Sometimes a childhood scene stays in your mind.
Then later, in midlife, you make connections, and recognize it was the beginning of a lesson learned.
I was maybe eight or nine, as I watched my mother walk gracefully into my grandmother’s sitting room, where Nanny sat knitting in her rocker. I was quietly hoping I would be offered a cold Coke, as was my grandmother’s habit, but was at the moment swallowed up in Grandaddy’s huge leather chair. I don’t remember the subject that was being discussed, but suddenly, I heard Nanny state sharply to my impeccably dressed mom, “Your skirt’s too tight.”
My mother’s whole demeanor changed. What had been airy and light-hearted turned uncertain, and a little defensive.
I recognized my mother’s desperate need for her own mother’s approval. I saw her as a daughter. I felt her vulnerability. I was confused, and a little mad at Nanny for what I’d seen.
My mother grew quiet. I’m not sure I ever saw that skirt again.
Forward time until you reach me in my mid-40’s. I’m walking down the long center hall to my parents’ bedroom, and can see my mother sitting, as she always did, in her own chair. I had on my usual jeans and sweater, but was wearing heavy boots. Our move to the Ozarks had led me to enjoy hiking around the surrounding mountain trails, and these were a new addition to my rather laid-back wardrobe.
Once I reached my mom, she remarked, quietly, “Those boots don’t look like something you would wear.” The criticism was more subtle than my grandmother’s, and I wondered if I was being too sensitive.
I laughed, which was (and still is) my go-to defense. “Oh Mom, I’ve become quite the mountain woman now that I don’t live in Dallas anymore.” She didn’t particularly think that was amusing, and continued frowning. She had been waiting years for me to dress more… appropriately.
One more forward, but now, only a few weeks after that particular conversation.
It was morning, and I was getting dressed for the day. I reached for the boots.
I heard a voice, loud and clear. My voice, not my mother’s.
“You look stupid in these. You need to wear a heel, because you’re short. How could you not care about the way you look?”
Tears came to my eyes. I made the connection immediately.
I remembered the scene between my mom and her mom.
I shoved the boots on my feet, lacing them up tightly. I was 45 years old. I wasn’t going to stay quiet, at least in my own head.
Daughters have a hard enough time, separating their identities from their mothers. There are many patterns of relationships, each having its own challenges. A relationship can be what is termed “enmeshed,” where there is little boundary between mother and daughter. These are particularly difficult to recognize, because they can look like the daughter is being loved very well.
When teenage daughters separate emotionally from their moms, it, at times, isn’t a pretty sight. Our teenage years can be filled with screams of, “I hate you,”or, “You’re the worst mother in the world,” in an attempt to distance. When all goes well, those bonds can be renegotiated, words forgiven, and mother and daughter enter another healthy phase, one where their differences are respected.

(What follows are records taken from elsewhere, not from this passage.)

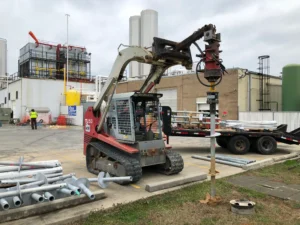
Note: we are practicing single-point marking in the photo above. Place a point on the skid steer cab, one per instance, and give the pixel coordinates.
(131, 138)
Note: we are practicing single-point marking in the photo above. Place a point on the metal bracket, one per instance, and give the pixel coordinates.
(214, 135)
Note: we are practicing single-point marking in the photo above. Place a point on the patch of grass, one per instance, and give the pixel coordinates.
(281, 172)
(250, 193)
(183, 206)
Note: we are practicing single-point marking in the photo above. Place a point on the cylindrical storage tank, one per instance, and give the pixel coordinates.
(149, 29)
(134, 39)
(72, 98)
(291, 87)
(3, 57)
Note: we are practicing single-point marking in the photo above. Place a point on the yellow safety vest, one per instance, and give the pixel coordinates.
(33, 115)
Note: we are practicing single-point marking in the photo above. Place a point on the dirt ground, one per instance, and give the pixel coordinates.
(183, 206)
(66, 145)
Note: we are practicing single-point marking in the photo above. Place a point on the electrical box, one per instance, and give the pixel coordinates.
(5, 114)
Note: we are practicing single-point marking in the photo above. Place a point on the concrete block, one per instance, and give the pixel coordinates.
(175, 182)
(285, 157)
(41, 208)
(259, 164)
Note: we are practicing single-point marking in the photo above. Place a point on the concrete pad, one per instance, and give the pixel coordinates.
(295, 197)
(244, 181)
(285, 157)
(282, 192)
(174, 182)
(33, 210)
(65, 145)
(259, 164)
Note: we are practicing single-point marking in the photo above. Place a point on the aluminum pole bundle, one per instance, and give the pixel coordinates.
(11, 175)
(32, 190)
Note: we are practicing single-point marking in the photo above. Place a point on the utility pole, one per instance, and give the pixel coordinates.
(67, 15)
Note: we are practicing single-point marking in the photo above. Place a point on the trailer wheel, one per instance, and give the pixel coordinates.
(266, 145)
(239, 145)
(222, 142)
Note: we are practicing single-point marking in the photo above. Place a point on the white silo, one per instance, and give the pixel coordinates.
(149, 29)
(134, 39)
(3, 57)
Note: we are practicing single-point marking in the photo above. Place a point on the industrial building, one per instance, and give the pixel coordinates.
(239, 91)
(3, 57)
(39, 82)
(142, 29)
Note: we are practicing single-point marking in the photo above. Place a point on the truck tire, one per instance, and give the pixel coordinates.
(222, 142)
(266, 145)
(239, 145)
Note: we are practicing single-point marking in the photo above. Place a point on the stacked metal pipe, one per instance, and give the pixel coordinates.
(35, 182)
(43, 181)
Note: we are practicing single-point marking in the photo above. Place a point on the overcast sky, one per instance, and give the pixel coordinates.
(248, 28)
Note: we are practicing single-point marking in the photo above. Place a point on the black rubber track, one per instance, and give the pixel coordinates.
(131, 165)
(176, 164)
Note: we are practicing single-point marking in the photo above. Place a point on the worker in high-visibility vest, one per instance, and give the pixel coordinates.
(33, 117)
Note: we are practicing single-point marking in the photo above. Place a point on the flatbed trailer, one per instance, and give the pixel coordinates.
(236, 140)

Yet for some, that separation is never quite completed. Even in midlife, you can struggle with trying to have your own identity. You attend the church she does. You stay married to someone who is abusive because she would never approve of a divorce. You have to call or text her several times a day to avoid her disappointment. You change clothes before you see her. You feel you have to include her in everything you do.
You pick through the truth of your life, and only tell her what you believe she can accept.
And even worse, you feel guilty for doing it.
It’s very sad to recognize.
It can be made more complicated if your mother has significant mental illness, a personality disorder, like borderline, or strict religious differences that will impede the relationship. Truly vicious things can occur if those boundaries are challenged or questioned.
Yet when you do, you can begin to change. It takes practice, and compassion for yourself. It takes realizing that your own mother may never have felt that approval, so she doesn’t know how to give it. It takes support from others who will help and listen. It takes the recognition that your mom can’t give what she doesn’t believe in, or what she doesn’t understand, and you’ll be okay.
You have to pull on your proverbial boots and lead your life, for you.
Recognize that you are separate from your mom, and that your behavior and choices reflect who you are as a person. You may not get permission from her for this growth, but it’s vital.
For you. For your children. For any relationship you might have.
And maybe, just maybe, she’ll get it.
Maybe she’ll remember what it felt like.
If not, you’ll have some grieving to do. But you’ll enjoy those boots.